Pope Francis reflected today on the joy of the Christian life, specifically, the awareness that Christ came to save us.
He celebrated his habitual morning Mass in the Domus Sanctae Marthae with the eight cardinals who he has chosen to be his advisory council. The council is meeting these days at the Vatican.
Vatican Radio reported that the Holy Father’s homily was drawn from the First Reading, from Chapter 8 of Nehemiah, which describes the people’s rejoicing as Ezra read from the Book of the Law.
The People of God, he said, “had the memory of the Law, but it was a distant memory.” The recovery of the Law brought them “the experience of the closeness of salvation.”
“This is important not only in the great moments in history, but also in the moments of our life: we all have the memory of salvation, everyone. I wonder, though: is this memory close to us, or is it a memory a bit far away, spread a little thin, a bit archaic, a little like a museum [piece]… it can get far away [from us]… and when the memory is not close, when we do not experience the closeness of memory, it enters into a process of transformation, and the memory becomes a mere recollection.”

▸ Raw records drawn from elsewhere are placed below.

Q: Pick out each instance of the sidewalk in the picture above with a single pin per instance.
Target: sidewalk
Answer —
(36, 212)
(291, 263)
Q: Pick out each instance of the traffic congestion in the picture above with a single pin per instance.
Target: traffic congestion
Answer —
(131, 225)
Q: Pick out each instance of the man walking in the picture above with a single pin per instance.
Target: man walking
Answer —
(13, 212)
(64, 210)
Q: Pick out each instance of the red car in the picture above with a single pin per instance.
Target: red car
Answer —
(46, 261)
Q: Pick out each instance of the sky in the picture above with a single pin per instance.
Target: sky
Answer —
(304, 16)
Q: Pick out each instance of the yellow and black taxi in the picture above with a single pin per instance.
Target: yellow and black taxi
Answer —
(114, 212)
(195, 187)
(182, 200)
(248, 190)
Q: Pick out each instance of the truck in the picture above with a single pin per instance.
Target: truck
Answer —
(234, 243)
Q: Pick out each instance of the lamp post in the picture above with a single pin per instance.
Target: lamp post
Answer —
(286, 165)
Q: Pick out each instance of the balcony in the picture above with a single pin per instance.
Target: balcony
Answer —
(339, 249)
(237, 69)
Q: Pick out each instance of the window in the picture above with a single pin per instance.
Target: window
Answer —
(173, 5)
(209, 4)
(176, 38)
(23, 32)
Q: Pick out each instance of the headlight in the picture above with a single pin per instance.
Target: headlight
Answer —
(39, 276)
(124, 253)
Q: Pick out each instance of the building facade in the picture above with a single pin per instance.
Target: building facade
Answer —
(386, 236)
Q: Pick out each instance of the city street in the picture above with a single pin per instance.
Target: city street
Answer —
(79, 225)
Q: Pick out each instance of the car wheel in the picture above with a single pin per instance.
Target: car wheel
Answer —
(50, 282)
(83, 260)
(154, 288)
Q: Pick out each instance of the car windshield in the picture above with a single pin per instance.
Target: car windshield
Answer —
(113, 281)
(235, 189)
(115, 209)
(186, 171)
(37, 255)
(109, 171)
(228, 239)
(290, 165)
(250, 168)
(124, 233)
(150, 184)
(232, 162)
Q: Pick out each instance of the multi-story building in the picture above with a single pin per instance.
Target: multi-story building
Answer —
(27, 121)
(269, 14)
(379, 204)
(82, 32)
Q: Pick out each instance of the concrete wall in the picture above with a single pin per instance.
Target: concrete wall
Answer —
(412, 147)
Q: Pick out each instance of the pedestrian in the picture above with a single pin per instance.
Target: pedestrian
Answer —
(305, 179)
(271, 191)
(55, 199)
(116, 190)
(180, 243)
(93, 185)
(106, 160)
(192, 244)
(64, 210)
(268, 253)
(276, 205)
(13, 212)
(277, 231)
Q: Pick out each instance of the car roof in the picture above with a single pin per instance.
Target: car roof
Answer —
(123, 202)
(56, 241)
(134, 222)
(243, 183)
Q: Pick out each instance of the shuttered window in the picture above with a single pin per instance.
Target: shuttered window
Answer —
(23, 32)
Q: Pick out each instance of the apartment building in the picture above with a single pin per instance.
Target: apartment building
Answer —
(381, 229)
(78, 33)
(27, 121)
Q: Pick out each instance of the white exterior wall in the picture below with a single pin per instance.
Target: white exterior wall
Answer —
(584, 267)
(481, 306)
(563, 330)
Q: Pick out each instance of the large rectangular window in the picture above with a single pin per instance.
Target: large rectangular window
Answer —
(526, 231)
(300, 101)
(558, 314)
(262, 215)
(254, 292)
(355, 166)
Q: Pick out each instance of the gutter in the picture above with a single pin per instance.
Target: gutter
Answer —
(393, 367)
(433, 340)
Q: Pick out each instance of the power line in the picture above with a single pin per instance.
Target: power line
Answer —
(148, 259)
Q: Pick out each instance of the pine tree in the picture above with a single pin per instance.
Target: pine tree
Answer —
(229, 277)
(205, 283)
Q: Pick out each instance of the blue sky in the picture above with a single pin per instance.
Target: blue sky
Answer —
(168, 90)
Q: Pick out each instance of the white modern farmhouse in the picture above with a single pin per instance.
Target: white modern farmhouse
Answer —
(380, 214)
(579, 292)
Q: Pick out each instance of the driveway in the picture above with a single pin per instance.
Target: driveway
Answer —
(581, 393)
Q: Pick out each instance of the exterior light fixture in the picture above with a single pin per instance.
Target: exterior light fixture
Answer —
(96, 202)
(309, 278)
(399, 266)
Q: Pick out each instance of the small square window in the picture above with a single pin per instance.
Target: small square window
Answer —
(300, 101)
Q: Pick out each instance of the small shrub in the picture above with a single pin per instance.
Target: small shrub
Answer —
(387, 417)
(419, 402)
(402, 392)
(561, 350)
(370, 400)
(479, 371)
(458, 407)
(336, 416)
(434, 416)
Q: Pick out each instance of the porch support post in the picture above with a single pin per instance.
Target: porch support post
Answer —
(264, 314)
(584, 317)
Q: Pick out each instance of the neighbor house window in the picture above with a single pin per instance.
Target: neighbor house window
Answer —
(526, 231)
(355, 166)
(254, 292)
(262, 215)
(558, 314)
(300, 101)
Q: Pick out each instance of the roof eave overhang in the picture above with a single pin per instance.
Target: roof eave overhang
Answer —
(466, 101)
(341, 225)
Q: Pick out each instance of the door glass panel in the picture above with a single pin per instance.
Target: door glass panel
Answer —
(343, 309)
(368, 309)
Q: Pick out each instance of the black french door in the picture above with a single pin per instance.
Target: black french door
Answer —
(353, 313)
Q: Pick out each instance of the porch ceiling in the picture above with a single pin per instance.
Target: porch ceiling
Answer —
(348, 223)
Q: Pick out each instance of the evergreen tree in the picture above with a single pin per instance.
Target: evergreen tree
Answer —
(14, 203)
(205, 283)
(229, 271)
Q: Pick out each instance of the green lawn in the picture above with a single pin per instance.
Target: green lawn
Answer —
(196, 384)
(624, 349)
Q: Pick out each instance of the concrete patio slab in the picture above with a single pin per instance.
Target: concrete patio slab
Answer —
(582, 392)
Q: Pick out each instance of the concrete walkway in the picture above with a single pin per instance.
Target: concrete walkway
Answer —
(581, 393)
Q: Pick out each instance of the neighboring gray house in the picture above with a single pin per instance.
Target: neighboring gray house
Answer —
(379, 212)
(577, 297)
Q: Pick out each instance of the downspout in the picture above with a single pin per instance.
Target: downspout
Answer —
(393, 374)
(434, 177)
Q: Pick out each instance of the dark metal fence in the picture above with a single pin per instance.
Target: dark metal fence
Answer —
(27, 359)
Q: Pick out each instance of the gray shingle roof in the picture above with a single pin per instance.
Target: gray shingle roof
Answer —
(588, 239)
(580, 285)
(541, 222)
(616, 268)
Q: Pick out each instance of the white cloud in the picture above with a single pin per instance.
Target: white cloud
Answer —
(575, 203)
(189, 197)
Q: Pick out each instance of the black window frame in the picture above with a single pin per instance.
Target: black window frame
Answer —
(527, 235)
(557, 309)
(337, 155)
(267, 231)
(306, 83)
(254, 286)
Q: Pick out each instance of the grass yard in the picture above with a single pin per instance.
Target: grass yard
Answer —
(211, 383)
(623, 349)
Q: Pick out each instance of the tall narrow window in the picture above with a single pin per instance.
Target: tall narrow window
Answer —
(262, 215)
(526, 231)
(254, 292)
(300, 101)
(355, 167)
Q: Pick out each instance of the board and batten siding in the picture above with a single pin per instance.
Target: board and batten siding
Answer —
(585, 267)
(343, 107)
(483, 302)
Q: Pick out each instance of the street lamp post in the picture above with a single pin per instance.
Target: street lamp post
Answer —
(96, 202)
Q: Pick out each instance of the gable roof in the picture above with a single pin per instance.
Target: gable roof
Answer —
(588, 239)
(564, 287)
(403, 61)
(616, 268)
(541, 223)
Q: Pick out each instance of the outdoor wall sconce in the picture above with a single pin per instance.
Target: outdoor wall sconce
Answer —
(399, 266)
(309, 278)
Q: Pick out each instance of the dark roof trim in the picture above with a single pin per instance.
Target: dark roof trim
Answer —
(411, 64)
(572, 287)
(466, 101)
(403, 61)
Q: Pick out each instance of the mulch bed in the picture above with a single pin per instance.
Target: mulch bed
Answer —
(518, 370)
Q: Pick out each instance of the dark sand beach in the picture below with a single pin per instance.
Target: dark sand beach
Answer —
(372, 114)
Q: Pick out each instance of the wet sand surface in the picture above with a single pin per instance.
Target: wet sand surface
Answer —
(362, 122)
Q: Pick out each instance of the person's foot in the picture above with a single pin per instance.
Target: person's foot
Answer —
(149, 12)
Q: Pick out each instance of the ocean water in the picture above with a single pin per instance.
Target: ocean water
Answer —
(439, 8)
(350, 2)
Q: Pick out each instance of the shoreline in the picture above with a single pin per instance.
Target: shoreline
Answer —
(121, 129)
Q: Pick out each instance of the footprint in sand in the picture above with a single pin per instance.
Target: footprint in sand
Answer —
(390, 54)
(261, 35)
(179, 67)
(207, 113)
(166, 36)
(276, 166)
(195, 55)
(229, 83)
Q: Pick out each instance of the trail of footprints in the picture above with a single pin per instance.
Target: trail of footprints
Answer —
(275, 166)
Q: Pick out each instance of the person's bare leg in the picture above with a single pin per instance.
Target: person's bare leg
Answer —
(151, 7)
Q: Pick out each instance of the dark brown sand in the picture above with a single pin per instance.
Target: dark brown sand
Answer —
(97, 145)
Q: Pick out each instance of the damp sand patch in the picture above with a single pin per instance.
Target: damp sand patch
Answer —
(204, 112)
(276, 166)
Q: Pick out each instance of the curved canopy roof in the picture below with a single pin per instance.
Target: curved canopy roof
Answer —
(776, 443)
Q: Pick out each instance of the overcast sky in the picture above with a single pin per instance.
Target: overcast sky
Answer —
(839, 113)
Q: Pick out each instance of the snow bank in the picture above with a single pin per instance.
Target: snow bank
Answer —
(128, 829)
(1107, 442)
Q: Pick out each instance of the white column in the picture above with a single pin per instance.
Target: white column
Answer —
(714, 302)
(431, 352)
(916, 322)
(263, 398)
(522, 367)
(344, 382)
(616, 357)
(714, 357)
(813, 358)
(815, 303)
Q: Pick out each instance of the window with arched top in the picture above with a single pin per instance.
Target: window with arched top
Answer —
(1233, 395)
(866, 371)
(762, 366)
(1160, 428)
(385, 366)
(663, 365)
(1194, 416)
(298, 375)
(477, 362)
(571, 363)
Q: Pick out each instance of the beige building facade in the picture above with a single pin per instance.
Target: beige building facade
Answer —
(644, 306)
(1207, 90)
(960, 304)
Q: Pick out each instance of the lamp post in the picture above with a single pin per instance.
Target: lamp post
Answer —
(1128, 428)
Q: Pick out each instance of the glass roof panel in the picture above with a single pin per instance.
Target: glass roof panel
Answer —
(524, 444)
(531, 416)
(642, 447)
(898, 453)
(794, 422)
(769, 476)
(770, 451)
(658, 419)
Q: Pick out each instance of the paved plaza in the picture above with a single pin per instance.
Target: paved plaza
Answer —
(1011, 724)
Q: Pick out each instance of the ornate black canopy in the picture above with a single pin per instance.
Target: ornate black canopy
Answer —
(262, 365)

When memory is distant, Francis added, “it is transformed into recollection, but when it comes near, it turns into joy, and this is the joy of the people.” This, he continued, constitutes “a principle of our Christian life.” When memory is close, said Pope Francis, “it warms the heart and gives us joy.”:
“This joy is our strength. The joy of the nearness of memory. Domesticated memory, on the other hand, which moves away and becomes a mere recollection, does not warm the heart. It gives us neither joy nor strength. This encounter with memory is an event of salvation, it is an encounter with the love of God that has made history with us and saved us. It is a meeting of salvation – and it is so wonderful to be saved, that we need to make feast.”
The Church, said Pope Francis, has “[Christ’s] memory”: the “memory of the Passion of the Lord.” We too, he said, run the risk of “pushing this memory away, turning it into a mere recollection, in a rote exercise.”
“Every week we go to church, or perhaps when someone dies, we go to the funeral … and this memory often times bores us, because it is not near. It is sad, but the Mass is often turned into a social event and we are not close to the memory of the Church, which is the presence of the Lord before us. Imagine this beautiful scene in the Book of Nehemiah: Ezra who carries the Book of Israel’s memory and the people once again grow near to their memory and weep, the heart is warmed, is joyful, it feels that the joy of the Lord is its strength – and the people make a feast, without fear, simply.”
“Let us ask the Lord,” concluded Pope Francis, “for the grace to always have His memory close to us, a memory close and not domesticated by habit, by so many things, and pushed away into mere recollection.”